Wenn es um Akkus für Elektromobilität geht, ist eine möglichst hohe Energiedichte erwünscht. "Mit einer Anode aus reinem metallischem Lithium anstelle von Graphit könnten wir in einer gleich großen Zelle ein Vielfaches an Energie speichern", sagt Kravchyk. Allerdings wird das Lithium beim Laden und Entladen der Zelle nicht gleichmäßig ab- und wieder aufgetragen. Es kommt zur Bildung von sogenannten Dendriten: verzweigten Strukturen aus metallischem Lithium, die die Batterie kurzschließen können.
Eine Möglichkeit, das Wachstum von Dendriten zu verlangsamen, ist die Verwendung von festen Elektrolyten. Bei sogenannten Festkörperakkus leitet anstatt einer Flüssigkeit eine feste Materialschicht die Lithium-Ionen von der Kathode zur Anode und zurück.
Die Ansprüche an das Elektrolytmaterial sind allerdings hoch. "Man spricht davon, Batterien innerhalb von zehn bis fünfzehn Minuten aufzuladen", erklärt Kravchyk. "Das bedingt eine sehr hohe Stromdichte, bei der selbst in Festkörperbatterien Dendriten entstehen." Die Stromdichte ist das Verhältnis der Stromstärke zur Fläche, durch die der Strom fließt.

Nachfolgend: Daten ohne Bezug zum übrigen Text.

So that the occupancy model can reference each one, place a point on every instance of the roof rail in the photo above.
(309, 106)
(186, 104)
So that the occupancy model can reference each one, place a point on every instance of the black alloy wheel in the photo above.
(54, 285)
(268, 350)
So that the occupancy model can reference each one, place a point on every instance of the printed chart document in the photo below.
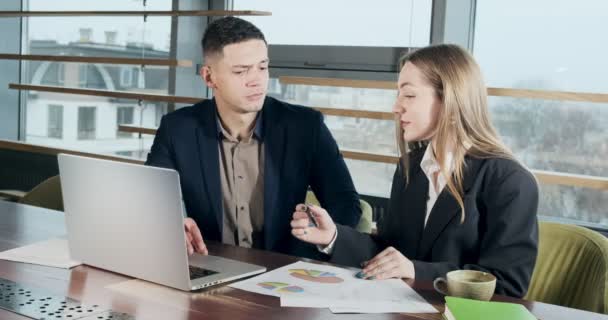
(52, 253)
(304, 284)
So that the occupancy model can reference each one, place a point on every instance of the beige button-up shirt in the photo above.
(242, 182)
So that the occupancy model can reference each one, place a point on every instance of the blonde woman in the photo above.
(459, 199)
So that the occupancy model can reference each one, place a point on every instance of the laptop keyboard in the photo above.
(196, 272)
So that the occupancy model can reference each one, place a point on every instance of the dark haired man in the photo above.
(246, 160)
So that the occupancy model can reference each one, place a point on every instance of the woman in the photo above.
(459, 199)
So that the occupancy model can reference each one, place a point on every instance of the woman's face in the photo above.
(417, 106)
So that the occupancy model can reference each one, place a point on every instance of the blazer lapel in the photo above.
(274, 155)
(208, 153)
(446, 209)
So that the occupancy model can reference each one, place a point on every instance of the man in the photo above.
(246, 160)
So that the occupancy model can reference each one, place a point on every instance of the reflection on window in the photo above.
(552, 135)
(124, 115)
(86, 123)
(55, 123)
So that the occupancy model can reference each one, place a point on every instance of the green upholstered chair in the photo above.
(47, 194)
(365, 223)
(571, 268)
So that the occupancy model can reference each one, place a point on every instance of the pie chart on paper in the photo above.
(315, 276)
(280, 287)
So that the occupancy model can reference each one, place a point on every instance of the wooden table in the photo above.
(22, 224)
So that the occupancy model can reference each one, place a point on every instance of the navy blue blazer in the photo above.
(299, 151)
(499, 233)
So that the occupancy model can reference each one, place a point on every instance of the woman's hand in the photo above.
(389, 263)
(314, 226)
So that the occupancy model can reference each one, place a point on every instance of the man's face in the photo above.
(239, 77)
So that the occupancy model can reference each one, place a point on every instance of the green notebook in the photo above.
(467, 309)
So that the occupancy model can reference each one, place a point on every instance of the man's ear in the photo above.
(207, 76)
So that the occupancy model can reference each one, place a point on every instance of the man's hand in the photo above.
(315, 227)
(194, 239)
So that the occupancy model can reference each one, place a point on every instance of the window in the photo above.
(94, 36)
(55, 121)
(83, 71)
(86, 123)
(126, 76)
(383, 23)
(124, 115)
(60, 73)
(547, 45)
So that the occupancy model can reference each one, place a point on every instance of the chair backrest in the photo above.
(47, 194)
(365, 223)
(572, 268)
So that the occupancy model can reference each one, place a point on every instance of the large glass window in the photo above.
(547, 45)
(55, 123)
(124, 115)
(94, 36)
(382, 23)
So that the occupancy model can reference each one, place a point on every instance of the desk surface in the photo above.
(22, 224)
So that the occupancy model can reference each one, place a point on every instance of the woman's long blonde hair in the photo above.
(464, 124)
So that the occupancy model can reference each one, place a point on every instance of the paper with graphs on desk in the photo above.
(310, 285)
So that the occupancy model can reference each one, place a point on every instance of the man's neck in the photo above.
(238, 125)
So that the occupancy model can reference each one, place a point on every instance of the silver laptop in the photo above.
(127, 218)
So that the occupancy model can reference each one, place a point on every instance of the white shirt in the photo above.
(430, 167)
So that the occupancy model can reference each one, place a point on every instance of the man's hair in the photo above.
(226, 31)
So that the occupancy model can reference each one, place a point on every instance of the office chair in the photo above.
(571, 268)
(47, 194)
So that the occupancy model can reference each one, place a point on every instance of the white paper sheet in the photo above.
(52, 253)
(303, 284)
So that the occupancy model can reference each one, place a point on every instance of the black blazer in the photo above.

Eine weitere Gefahr: Durch die ungleichmäßige Ab- und Auftragung von Lithium bilden sich an der Grenze zwischen Elektrode und festem Elektrolyt Hohlräume, die die verfügbare Fläche reduzieren und die Stromdichte noch weiter erhöhen.
Ein Material, zwei Schichten
Im Rahmen der Fraunhofer-Förderlinie ICON ("International Cooperation and Networking") haben Kravchyk und weitere Empa-Forschende nun einen vielversprechenden Feststoffelektrolyten weiterentwickelt. Das Material, Lithium-Lanthan-Zirkon-Oxid, kurz LLZO, besitzt eine hohe Ionenleitfähigkeit und chemische Stabilität - ideale Eigenschaften für den Einsatz in Batterien.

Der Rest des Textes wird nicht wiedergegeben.